As of Aug. 21, the U.S. Drought Monitor recorded more than 77 percent of the contiguous United States in some stage of drought. National Oceanic and Atmospheric Administration Regional Client Services Director David Brown advised that rainfall resulting from Hurricane Isaac’s landfall will be greatly beneficial to portions of the country currently suffering from drought conditions, but that likely will not include north Georgia.
“The hurricane is quite large spatially, so even though it’s looking to make landfall later today in southeast Louisiana, I think already we’ve seen some of the effects of some of the outer bands in Georgia,” Brown said Tuesday. “So I think it’s reasonable to expect there will be some peripheral relief from the system, but unfortunately, the forecast track really keeps it more over the Mississippi and Ohio valleys. So the bulk of the rainfall will probably not help Georgia with respect to the drought situation. Arkansas is in the middle of its worst drought in half a century and they are very much in a position to benefit from this event, most likely later this week or even this weekend.

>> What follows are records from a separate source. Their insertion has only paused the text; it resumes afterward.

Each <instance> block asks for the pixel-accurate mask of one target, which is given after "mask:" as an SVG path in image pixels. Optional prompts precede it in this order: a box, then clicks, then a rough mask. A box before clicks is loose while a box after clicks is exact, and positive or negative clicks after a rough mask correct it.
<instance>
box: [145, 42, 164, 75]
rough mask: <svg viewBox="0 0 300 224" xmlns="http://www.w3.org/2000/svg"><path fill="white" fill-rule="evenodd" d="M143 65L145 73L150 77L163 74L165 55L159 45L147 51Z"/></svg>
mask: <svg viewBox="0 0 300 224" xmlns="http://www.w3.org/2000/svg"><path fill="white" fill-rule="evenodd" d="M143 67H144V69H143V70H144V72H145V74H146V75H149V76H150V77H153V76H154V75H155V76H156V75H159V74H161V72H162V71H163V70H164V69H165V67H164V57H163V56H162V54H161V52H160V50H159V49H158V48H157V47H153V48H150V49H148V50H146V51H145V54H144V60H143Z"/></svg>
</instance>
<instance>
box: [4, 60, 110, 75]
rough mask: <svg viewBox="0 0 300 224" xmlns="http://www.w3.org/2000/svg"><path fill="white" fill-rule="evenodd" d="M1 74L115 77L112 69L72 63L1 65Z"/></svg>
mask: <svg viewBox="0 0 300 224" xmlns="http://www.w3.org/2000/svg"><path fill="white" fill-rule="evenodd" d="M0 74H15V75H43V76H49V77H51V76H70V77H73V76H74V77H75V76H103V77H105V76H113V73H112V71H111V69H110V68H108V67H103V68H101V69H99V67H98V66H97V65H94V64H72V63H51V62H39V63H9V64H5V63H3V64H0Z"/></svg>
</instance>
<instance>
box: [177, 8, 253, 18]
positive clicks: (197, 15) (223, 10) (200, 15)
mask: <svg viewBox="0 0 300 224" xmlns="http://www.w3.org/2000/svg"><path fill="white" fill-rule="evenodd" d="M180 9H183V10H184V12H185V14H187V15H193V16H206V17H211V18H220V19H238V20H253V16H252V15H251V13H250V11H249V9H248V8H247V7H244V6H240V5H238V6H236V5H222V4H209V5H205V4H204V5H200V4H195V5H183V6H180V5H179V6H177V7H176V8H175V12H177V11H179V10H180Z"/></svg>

“Some heavy shower activity is not out of the question for north Georgia, but it will be more ancillary than the main event.”
Locally, the effects of drought may not be noticeable to much of the population, but those in agriculture and conservation see it every day.
U.S. Army Corps of Engineers Chief Ranger of Recreation at Lake Allatoona Linda Hartsfield keeps an eye on lake levels and knows well that a single weather event will not be able to produce the necessary precipitation. Tuesday, Lake Allatoona was at 834.89 feet mean sea level, which is 5.11 inches below normal summer pool.
“It would have to start raining today all across north Georgia because our watershed starts up in White County near the Tennessee line. It would have to rain tremendously. This little rain here and there will not help us at all,” Hartsfield said. “We’d have to get a lot — and in the right places because it could rain here in Cartersville, which doesn’t really do anything. It would have to rain in our upper tributaries in our watershed in the north Georgia mountains.”